With this repro, we can kick off our bisect thusly:

python tools/bisect-builds.py -a win -g 681094 -b 690908 --verify-range --use-local-cache -- --no-first-run --user-data-dir=/temp https://webdbg.com/apps/alwaysoutdated/

… and grade each build based on whether the lock disappears on refresh:

Grading each build based on whether the lock disappears

Within a few minutes, we’ve identified the regression range:

A culprit is found

In this case, the regression range contains just one commit— one that turns on the new ServiceWorker update check code. This confirms the Chromium engineer’s theory and that this problem is almost identical to the prior AppCache bug. In both cases, the problem is that the download request passed kURLLoadOptionNone and that prevented the certificate from being stored in the HttpResponseInfo serialized to the cache file. Changing the flag to kURLLoadOptionSendSSLInfoWithResponse results in the retrieval and storage of the ssl_info, including the certificate.

The fix was quick and straightforward; it will be available in Chrome 78.0.3902 and the following build of Edge based on that Chromium version. Notably, because the bug is caused by failure to put data in a cache file, the lock will remain missing even in later builds until either the ServiceWorker script updates again, or you hard refresh the page once.

-Eric

1 By way of comparison, when I last bisected an issue in Internet Explorer, circa 2012, it was an extraordinarily painful two-day affair.

2 You can use the command line arguments in the variations page (starting at --force-fieldtrials=) to force the bisect builds to use the same variations.

Chromium also has a bisect-variations script which you can use to help narrow down which of the dozens of active experiments is causing a problem.

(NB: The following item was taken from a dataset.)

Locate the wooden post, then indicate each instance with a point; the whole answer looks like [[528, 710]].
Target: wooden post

If all else fails, you can also reset Chrome’s field trial configuration using chrome.exe --reset-variation-state to see if the repro disappears.

3 Aside: Back in the days of Internet Explorer, WinINET had no way to preserve the certificate, so it always bypassed the cache for the first request to a HTTPS server so that the browser process would have a certificate available for its subsequent display needs.